Cañete had just attended a court hearing involving a drug case in Lapulapu City and was returning to Cebu City to meet his wife at a local bank to cash a check, proceeds from a P10,000 loan he had taken, when ambushed by two men on a motorcycle.
Robbery was not the motive of the killing. Except for his life, nothing else of value was taken from the victim. The case is still being investigated as of this writing, but a track record of arrests involving drug suspects tend to suggest this was a drug-related murder.
Cañete had already been previously wounded in the line of duty, also in the course of arresting drug suspects who decided to fight it out. For his injuries and his dedication, Cañete was awarded a medal equivalent to a Purple Heart in the military.
I do not know if his dedication to his job earned Cañete much financial rewards, but my guess is he didn’t. He probably remained poor. Otherwise, a P10,000 loan would not be something the wife would meet you out for. To them the money was big deal.
And that is how it is in the Philippines. The honest and the dedicated live largely poor lives. Maybe not in misery, but decidedly underprivileged. Policemen like Cañete are few in the Philippines.
In the Philippines, there is a saying in Cebuano that goes “hayahay pa sa pulis,” meaning a life that is even better than that of a policeman. This is a dig at the lifestyles of many policemen, which can be described, at the very least, as comfortable.
To describe how “hayahay” the lives of many policemen are in another way, in the down-to-earth humor of the Visayan people, and without meaning to slur the Chinese — “Kung birthday sa pulis, Insik gasto; kung birthday sa Insik, pulis kaon.”
Translated loosely into English, the saying goes: “If a policeman has a birthday, it is the Chinese who get to spend for the party; if it is the Chinese who celebrate a birthday, it is the policemen who come to eat.”
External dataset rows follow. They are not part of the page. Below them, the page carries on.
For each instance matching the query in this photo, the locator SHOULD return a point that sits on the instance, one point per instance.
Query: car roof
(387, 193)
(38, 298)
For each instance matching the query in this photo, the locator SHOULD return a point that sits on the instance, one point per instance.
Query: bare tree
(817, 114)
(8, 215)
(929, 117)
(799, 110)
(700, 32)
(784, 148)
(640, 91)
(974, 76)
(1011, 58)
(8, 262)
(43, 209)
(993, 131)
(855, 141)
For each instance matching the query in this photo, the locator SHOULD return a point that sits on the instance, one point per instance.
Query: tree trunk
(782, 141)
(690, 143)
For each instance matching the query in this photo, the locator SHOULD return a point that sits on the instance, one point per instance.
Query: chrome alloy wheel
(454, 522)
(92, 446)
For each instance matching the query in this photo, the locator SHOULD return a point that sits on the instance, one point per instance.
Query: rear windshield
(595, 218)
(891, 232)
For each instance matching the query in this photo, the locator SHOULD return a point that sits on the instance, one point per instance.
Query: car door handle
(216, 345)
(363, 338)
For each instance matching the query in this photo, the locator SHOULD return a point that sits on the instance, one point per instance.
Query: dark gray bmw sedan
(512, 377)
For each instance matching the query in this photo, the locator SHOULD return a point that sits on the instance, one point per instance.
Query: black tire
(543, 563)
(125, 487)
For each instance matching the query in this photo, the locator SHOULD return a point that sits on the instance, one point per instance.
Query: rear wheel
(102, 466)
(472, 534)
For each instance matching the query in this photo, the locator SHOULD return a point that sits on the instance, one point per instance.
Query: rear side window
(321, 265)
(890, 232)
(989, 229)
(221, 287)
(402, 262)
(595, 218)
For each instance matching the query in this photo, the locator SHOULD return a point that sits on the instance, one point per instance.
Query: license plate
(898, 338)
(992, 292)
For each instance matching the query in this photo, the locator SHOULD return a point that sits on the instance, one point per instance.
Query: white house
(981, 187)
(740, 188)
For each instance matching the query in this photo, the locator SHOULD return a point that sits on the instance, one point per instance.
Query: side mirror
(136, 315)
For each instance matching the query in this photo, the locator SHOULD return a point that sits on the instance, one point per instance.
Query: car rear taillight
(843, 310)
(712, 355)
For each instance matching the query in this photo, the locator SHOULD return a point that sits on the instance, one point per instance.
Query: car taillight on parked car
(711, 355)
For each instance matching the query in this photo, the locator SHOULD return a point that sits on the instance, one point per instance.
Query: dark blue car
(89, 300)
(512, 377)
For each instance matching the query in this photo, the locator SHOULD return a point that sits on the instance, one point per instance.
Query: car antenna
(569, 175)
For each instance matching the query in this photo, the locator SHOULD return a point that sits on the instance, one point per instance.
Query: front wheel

Unfair or not, the saying is there. And where there is a saying, there has to be a germ of truth from where it sprung. But why bring this up here? Because if it has not dawned on you yet, not all policemen live similar lives.
We led off at the beginning of this article with a passing mention of former PNP comptroller Eliseo de la Paz, who made the headlines when he was detained by Russian authorities for carrying an illegal amount of money in a foreign country.
When he was accosted, de la Paz had on him 105,000 Euros, or the equivalent of P6.9 million. De la Paz was with a group of Philippine police officers and their wives on an official trip to Moscow and the money was their “baon.”
The amount raised a lot of eyebrows, since it clearly exceeded official limitations. The official line that it was a “contingency fund” for emergency expenses only served to make things more ridiculous. Not only was the “baon” too big, you just don’t lug money that big around.
Whatever the purpose of the trip, and whatever the money was for, it is very clear that these were policemen who fit the description “hayahay pa sa pulis.” Imagine traipsing about in Russia on money that poor Juan de la Cruz broke his back for.
When de la Paz finally came home after Russian authorities let him go, the first thing he did was to apologize. For what I do not know, since he is just part of a system that allowed such a fiasco, the same system that made honest cops like Cañete lose their lives needlessly.